The Titanic’s sinking in 1912 is a disaster so well known across the world, partly down to James Cameron’s epic romance that captured so many upon release in 1997.
These two mighty elements combine in Titanic Dance, only a few miles from RMS Titanic’s birthplace, at Belfast Waterfront. Such a heart-wrenching depiction of 1,517 deaths and many more lives torn apart makes for an emotional narrative.
It is always a challenge to pay fitting tribute to such a disaster, not celebrating and instead, remembering. The first half of the performance charts the lives of a lady from first class meeting, and falling in love, with a passenger from third class, all before the ship’s inevitable demise.
In this way, the performance retains a Jack, and Rose-esque story of love, reaching across the class divide. However, it would be wrong to tar Titanic Dance with a full Hollywood glaze. Instead, the sheer talent of 20 Irish dancers and 5 musicians bring it away from the all too easy showbiz feel.

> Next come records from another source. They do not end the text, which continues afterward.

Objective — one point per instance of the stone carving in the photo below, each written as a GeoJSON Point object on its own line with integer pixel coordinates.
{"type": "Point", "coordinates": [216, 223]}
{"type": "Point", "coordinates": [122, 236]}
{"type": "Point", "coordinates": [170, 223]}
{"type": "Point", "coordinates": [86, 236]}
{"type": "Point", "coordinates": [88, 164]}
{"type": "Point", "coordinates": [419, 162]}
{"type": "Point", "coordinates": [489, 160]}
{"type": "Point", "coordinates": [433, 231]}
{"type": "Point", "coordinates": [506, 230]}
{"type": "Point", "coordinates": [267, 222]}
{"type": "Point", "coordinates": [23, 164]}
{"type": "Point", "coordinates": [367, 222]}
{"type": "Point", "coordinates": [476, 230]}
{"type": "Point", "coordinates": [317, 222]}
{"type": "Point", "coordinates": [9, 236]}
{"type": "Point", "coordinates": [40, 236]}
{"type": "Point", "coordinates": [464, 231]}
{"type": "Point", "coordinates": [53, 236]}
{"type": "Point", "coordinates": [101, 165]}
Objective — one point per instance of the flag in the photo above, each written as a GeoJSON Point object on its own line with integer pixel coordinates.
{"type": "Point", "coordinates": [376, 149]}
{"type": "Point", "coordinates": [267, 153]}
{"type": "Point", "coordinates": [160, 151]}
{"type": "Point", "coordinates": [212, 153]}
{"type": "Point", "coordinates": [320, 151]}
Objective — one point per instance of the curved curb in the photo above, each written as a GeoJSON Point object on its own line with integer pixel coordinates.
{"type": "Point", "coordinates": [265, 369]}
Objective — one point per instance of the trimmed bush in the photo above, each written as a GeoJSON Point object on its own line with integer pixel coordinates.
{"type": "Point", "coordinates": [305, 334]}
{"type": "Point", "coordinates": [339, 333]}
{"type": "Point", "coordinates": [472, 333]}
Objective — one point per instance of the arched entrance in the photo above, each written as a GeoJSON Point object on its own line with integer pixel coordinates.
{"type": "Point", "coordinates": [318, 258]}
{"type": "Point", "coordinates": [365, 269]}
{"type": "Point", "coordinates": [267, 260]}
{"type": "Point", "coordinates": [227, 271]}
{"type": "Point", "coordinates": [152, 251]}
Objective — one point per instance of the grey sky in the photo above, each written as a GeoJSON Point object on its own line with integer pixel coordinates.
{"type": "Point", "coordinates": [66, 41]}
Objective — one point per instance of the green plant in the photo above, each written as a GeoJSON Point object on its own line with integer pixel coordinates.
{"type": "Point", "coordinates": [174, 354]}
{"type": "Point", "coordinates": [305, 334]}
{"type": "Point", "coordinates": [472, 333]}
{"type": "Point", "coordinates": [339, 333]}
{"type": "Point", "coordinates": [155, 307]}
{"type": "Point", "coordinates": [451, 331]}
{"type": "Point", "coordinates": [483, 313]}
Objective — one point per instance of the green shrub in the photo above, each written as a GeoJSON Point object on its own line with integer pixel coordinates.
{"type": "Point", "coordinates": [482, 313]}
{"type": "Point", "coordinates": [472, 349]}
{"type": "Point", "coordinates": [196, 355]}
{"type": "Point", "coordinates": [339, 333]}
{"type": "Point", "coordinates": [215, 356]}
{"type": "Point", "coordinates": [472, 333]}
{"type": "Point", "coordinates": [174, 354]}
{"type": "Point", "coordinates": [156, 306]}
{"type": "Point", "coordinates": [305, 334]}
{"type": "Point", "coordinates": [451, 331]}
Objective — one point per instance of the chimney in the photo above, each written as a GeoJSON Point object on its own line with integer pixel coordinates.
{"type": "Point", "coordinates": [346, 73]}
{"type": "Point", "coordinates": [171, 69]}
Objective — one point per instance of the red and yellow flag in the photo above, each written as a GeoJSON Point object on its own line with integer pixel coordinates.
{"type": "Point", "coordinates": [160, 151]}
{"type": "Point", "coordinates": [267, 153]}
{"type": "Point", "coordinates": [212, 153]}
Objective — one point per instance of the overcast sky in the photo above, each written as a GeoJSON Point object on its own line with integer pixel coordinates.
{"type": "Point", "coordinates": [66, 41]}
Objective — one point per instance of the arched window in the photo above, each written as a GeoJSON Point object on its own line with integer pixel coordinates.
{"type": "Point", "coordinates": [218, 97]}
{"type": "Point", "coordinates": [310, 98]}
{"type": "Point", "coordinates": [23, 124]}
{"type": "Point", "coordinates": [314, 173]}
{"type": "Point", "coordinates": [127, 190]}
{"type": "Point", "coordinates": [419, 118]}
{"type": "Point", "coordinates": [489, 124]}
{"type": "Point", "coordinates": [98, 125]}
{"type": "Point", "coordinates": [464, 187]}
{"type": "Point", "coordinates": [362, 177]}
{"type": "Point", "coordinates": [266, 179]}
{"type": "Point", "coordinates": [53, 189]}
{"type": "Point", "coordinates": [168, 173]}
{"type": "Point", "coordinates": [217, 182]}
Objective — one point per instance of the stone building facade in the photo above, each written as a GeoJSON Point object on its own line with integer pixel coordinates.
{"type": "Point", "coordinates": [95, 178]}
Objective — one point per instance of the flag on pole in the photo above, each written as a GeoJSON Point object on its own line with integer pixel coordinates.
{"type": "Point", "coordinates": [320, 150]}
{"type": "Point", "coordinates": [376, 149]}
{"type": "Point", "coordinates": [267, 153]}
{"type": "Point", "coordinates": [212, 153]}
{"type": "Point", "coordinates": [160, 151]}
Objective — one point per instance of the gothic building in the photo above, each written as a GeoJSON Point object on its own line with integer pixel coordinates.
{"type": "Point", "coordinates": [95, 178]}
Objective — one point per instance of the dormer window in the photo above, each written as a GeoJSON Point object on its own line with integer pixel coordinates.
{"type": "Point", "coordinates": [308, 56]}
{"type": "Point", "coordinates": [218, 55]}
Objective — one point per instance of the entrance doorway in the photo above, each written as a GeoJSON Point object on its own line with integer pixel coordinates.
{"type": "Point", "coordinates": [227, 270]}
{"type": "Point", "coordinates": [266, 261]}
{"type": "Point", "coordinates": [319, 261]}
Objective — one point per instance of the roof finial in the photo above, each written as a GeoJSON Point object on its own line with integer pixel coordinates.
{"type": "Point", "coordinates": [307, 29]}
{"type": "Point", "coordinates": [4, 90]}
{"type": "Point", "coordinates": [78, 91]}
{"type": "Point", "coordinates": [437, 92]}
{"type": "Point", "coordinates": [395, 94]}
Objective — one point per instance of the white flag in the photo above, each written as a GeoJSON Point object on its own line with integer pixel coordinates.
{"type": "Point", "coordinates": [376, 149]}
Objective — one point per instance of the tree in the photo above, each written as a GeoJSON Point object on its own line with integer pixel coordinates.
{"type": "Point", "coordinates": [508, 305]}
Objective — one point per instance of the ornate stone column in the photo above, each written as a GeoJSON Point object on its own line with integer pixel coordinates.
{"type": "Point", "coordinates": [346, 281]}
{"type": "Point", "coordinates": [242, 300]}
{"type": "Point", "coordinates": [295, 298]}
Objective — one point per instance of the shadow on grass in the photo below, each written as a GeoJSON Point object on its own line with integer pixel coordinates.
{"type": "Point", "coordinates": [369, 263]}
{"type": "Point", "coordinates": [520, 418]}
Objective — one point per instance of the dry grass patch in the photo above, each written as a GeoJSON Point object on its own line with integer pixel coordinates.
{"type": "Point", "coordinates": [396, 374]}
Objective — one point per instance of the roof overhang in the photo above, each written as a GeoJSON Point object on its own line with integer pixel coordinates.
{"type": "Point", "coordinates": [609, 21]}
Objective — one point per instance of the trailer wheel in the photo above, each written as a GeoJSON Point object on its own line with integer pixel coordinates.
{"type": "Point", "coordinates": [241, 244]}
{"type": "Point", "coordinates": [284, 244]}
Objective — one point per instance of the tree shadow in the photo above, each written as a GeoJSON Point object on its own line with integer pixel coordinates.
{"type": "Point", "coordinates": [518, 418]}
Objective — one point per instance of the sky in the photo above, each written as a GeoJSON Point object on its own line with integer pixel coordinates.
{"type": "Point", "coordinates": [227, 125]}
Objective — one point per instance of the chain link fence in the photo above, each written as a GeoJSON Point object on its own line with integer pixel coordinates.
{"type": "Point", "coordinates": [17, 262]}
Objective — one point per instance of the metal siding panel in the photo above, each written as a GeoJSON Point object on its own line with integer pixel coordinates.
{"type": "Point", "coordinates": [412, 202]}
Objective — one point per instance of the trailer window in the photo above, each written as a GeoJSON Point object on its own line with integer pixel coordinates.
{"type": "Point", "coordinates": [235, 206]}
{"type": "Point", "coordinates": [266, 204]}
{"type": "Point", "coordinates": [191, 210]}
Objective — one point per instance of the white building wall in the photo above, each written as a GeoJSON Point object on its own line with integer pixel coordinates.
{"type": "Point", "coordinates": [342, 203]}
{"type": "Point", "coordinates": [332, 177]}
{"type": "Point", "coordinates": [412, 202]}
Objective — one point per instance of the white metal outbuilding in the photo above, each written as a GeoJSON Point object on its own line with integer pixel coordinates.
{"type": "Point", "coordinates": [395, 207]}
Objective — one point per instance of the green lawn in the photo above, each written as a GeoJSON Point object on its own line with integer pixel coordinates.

The speed, synchronisation, and rhythm of the talented troupe electrified the story throughout, providing welcome energy from what could have been a very guessable narrative.
This energy reverberated through the cavernous Belfast Waterfront – only with a relatively small audience in its stalls despite a wider capacity of over two thousand. The conviviality of a simple four man band, centred around the bodhrán provided a clear soundtrack throughout, with an eerie fiddle continuing to play as the ship went down.
Whilst the music provided a tempo, carrying the story, the role of the narrator felt somewhat out of place. Not to downplay the talent of superb soprano Orla Mullan, but the varied vocal mix distracted from a performance where the Irish Dancing was always such a spectacle that you were left waiting for the troupe’s next burst of energetic movement.
The dancing was all the more impressive given the cast had 18 new members, and for the performance to be at the end of the Belfast run. Even more so, earlier in the day, the cast had visited Belfast Children’s Hospital to bring the animated Titanic Dance to sick children.
Titanic Dance is not a new phenomenon for Belfast, following its initial performance at the then named Odyssey Arena, not forgetting its recent world tour gaining huge popularity with Chinese audiences. Most notably, however, was the China International Folk Arts Festival, where the show was beamed to a worldwide audience of 1.3 billion.
A more localised Belfast audience still seemed highly appreciative of the performance, with audience members revelling at the Irish dancing, after years of performing as children. There was, however, one notable question at the end, that many must have been thinking, “Where was Celine Dion?”
This, however, was a clear message against the vision of the directors Sean McAnaney, Ray Sweeney and Kevin Toland, according to Orla Griffin, who I interviewed in June.
“We’ve gone for a more raw, emotional, story rather than the glitz and glam,” she told me.
This attitude was very much apparent, with certain scenes, often accompanied by gentle soft shoe dance – very effective in portraying the emotion of the Titanic.
Titanic Dance seems to achieve something very difficult – knitting two pieces of local culture into one larger work – one that retains the energy of Irish dancing whilst still bringing out true emotion.